‘So much conflict within you, Kay. Something playing on your mind?’
‘Just whether to take something as a pick-me-up. I’m running on fumes.’
‘Ah.’ Her mum held up one finger and opened a cupboard, pulling out a box of tea. ‘Here we are. Rhodiola rosea and ginseng with our healer’s extra-special boost, to help with fatigue. Let’s make you a cup.’
Kay followed her mother back into the kitchen and watched as she placed an old-fashioned kettle on the hob, clicking her fingers to light the gas. She could have boiled the water in the normal kettle, or with a spell too, but healing teas needed intention and that meant putting effort into the ritual of it. Maybe Kay should have just stuck with another coffee?
‘Don’t be impatient,’ her mother scolded, without Kay saying a word.
Kay tried to picture a calm, happy place in her mind, so her emotions stopped firing off at her mother every second. Birdsong. The sun on her face. The memory of reading in the garden with Harry came can-can dancing into her mind. And that led to the bad dream she’d had on the ferry, which led to what happened after the bad dream, and she definitely didn’t want to be thinking about that when her mother could sense her moods.
‘Are you sure the conflict is just about beverages? I heard about you travelling with Harry Ashworth. That couldn’t have been easy.’
‘No. It wasn’t.’ She could at least admit that. But as soon as she said the words, they tasted like a lie. Some of it had felt very easy, when she’d let it. Laughter, kissing … other things … they’d felt easy. Too easy.

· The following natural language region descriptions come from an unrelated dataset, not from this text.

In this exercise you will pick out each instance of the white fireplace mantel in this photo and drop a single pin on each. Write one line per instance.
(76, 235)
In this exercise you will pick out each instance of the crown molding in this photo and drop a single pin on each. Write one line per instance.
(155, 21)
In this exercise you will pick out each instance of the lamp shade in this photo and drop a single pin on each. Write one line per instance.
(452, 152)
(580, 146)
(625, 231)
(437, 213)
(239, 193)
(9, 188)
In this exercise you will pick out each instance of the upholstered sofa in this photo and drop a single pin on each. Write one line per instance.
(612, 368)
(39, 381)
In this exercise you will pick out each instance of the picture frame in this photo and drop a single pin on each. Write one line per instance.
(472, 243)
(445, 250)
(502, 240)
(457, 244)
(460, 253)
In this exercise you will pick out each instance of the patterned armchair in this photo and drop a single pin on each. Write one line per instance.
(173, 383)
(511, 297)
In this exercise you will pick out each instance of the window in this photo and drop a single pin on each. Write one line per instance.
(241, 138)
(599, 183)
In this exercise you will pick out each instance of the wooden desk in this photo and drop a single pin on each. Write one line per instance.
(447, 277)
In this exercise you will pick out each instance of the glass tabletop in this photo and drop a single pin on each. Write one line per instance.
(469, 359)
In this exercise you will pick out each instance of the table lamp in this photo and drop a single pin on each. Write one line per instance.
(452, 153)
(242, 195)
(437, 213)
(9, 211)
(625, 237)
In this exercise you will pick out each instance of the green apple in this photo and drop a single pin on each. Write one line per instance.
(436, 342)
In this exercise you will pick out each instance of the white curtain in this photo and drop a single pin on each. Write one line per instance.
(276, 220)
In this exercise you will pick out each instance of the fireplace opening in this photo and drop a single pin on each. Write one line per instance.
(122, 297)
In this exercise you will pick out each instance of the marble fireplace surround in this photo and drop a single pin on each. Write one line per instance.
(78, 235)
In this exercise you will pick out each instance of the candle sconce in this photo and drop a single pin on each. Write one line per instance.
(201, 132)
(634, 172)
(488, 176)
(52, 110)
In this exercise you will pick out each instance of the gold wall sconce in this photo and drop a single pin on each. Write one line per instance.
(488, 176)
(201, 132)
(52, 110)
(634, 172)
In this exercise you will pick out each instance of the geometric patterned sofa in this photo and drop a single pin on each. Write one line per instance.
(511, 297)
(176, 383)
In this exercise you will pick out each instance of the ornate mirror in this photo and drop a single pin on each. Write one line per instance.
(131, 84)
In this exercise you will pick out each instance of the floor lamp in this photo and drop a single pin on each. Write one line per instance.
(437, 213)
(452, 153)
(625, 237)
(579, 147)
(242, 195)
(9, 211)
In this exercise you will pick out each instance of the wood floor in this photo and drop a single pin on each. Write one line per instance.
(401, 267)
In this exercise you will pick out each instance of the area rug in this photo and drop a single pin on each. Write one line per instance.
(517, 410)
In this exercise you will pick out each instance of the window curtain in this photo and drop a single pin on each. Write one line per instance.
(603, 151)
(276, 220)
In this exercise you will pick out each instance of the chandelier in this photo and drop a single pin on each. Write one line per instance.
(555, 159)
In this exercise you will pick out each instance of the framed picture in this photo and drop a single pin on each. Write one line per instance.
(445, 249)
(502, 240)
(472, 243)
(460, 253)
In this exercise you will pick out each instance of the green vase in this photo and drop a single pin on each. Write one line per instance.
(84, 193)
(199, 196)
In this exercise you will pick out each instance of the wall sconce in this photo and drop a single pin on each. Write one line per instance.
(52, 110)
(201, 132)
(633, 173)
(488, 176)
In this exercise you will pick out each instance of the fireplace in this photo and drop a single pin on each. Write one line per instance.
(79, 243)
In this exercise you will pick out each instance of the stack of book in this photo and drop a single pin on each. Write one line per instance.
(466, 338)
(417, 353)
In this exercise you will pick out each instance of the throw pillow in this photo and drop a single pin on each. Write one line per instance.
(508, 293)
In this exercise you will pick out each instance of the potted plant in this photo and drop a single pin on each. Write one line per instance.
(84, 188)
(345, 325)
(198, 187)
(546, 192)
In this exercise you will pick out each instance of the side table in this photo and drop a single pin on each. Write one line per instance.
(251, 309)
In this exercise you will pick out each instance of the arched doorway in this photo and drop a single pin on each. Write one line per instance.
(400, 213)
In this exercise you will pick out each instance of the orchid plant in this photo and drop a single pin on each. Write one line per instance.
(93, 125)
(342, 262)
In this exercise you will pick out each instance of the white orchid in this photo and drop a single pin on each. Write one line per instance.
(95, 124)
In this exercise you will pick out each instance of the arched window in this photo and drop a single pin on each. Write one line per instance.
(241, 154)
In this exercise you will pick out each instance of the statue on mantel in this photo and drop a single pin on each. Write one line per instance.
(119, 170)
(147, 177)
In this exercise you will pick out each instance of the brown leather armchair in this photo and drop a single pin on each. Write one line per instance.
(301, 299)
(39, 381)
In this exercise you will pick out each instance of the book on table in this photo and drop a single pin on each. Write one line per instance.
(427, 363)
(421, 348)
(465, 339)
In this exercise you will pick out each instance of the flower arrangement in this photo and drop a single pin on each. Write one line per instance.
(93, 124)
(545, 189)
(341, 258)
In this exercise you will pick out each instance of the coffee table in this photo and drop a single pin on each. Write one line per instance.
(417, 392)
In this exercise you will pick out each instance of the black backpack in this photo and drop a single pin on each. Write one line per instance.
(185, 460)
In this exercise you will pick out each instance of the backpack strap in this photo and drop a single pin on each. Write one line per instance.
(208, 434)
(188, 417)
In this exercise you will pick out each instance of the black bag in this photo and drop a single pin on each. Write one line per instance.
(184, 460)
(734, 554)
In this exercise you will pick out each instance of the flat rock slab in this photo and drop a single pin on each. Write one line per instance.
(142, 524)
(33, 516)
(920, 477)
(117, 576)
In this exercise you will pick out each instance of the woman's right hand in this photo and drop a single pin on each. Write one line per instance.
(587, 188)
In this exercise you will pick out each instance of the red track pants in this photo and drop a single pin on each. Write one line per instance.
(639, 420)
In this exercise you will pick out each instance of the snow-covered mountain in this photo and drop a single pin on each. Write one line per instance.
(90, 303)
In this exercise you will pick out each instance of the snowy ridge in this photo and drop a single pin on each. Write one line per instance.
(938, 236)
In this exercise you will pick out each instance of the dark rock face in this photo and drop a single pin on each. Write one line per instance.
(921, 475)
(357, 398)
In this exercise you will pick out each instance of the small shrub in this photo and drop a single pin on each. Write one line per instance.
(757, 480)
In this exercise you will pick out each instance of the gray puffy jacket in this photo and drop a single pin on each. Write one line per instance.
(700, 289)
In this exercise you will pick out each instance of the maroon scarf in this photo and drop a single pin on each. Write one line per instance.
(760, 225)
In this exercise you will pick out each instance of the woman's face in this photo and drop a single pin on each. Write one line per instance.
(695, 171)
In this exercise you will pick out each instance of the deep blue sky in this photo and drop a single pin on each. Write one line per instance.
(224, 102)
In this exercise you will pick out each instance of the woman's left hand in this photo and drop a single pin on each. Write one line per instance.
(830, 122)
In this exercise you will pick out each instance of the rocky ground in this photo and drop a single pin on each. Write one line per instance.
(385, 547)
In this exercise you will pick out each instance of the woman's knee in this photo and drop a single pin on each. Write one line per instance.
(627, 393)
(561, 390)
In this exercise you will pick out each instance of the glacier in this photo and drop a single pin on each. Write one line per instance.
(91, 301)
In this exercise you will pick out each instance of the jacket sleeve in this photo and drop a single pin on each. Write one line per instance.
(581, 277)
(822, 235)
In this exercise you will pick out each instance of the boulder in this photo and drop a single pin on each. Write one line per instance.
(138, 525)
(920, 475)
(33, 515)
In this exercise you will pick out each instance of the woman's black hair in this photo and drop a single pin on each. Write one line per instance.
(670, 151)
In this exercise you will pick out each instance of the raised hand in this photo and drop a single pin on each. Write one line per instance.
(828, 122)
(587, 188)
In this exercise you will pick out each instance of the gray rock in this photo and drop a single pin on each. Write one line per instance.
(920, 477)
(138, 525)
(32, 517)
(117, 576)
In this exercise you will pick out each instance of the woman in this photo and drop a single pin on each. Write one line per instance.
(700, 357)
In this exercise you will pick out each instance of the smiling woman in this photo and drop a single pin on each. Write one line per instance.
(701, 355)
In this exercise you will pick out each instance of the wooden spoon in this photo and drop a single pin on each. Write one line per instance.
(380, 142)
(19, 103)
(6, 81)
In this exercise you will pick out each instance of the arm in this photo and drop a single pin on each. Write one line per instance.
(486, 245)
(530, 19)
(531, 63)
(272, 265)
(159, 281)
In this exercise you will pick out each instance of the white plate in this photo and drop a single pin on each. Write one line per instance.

‘Oh, sweetheart.’ Her mum was coming at her with the hugs again. Bollocks.
She accepted it, of course. It wasn’t that she minded her mother giving her a hug obviously, but sometimes she just wanted some time to sit in an emotion without a forensic investigator coming over to pick it apart and dig up the bones of it, like it was a crime scene.
‘This is what I was worried about when I found out. Harry hurt you so much. I’d hate that to happen again. I couldn’t bear feeling you go through something like that again.’
Kay shifted and pulled herself up onto the kitchen stool to get a little space. Guilt pressed at her. She remembered how hard her mother had found it. ‘I’m sorry. My feelings may have been a bit exaggerated by teenage hormones.’
‘You never have to be sorry for what you’re feeling. And just because you were a teenager doesn’t mean your feelings weren’t valid. Emotions forge associations in our minds. The things we feel when we are young are particularly strong and leave impressions that can shape us for years to come – that’s why we have the rules about influencing minors.’ Her mother’s lips pressed together and Kay knew she hadn’t forgotten what Harry had done.
‘It was a mistake. He’s apologised.’
‘Yes, that’s all well and good, but it takes more than “sorry” to fix it. A couple of days travelling together doesn’t cut it, either.’
Kay looked over at the kettle, watching steam escape the spout. When her mother put it like that, her brain could totally acknowledge that two days was no time at all, but it had been the longest weekend of her life – and she wasn’t sure her heart agreed.
Hearts didn’t think, though. That was the problem. They just felt.
‘I would hate for you to go through the pain I did with your father,’ her mother added, like a pestle grinding her point into the mortar of Kay’s psyche. It looked like there was going to be no avoiding this topic, after all.
‘Did something happen with Dad last night?’
‘No, we steered well clear of each other and I took one of my pills, so that kept it manageable. I’ll have to take another soon, especially with all this.’ She ran her hand over her forehead, like Kay’s very presence was giving her a headache.
Maybe it was. If Kay made people more aware of what they were feeling, and her mother was feeling everything Kay was … well, poor woman. The best thing she could think of doing was getting out of the house and getting her emotional state under control before she spent unmedicated time with her mother again.
‘D’you mind if I just go sort my things out while the tea’s brewing? Joe wants me to pick up Sandy and the other bridesmaids in your car, if that’s OK? He said you are going with Aunt Lucille.’
‘Oh, yes. Of course, no problem. Once I’ve made this tea for you, I need to get back to making those phone calls. Almost done. Just ones I couldn’t get through to the first time.’
‘That’s good.’ Kay jumped down from the stool and pushed her hair off her face, making it into a ponytail for a second.
‘Oh, Kay. You’ll make sure you’re sitting in between me and your dad for the ceremony, won’t you?’
Kay paused. ‘I’ll be the last of us to sit down though, won’t I? It would be easier if you just sit next to each other and leave a space for me at the end. So I don’t disrupt things, squeezing through.’
‘It won’t cause that much disruption. I’ll save the space for you.’
‘Why don’t you ask Joe? It’s his day. Wasn’t this the kind of thing you talked about at the rehearsal last night?’
‘We did. But I’m sure he won’t notice. He’ll only have eyes for Sandy.’ Tallulah smiled wistfully. ‘They’re so happy together.’
‘They are.’ She didn’t need her mother’s gift – or her own – to know that.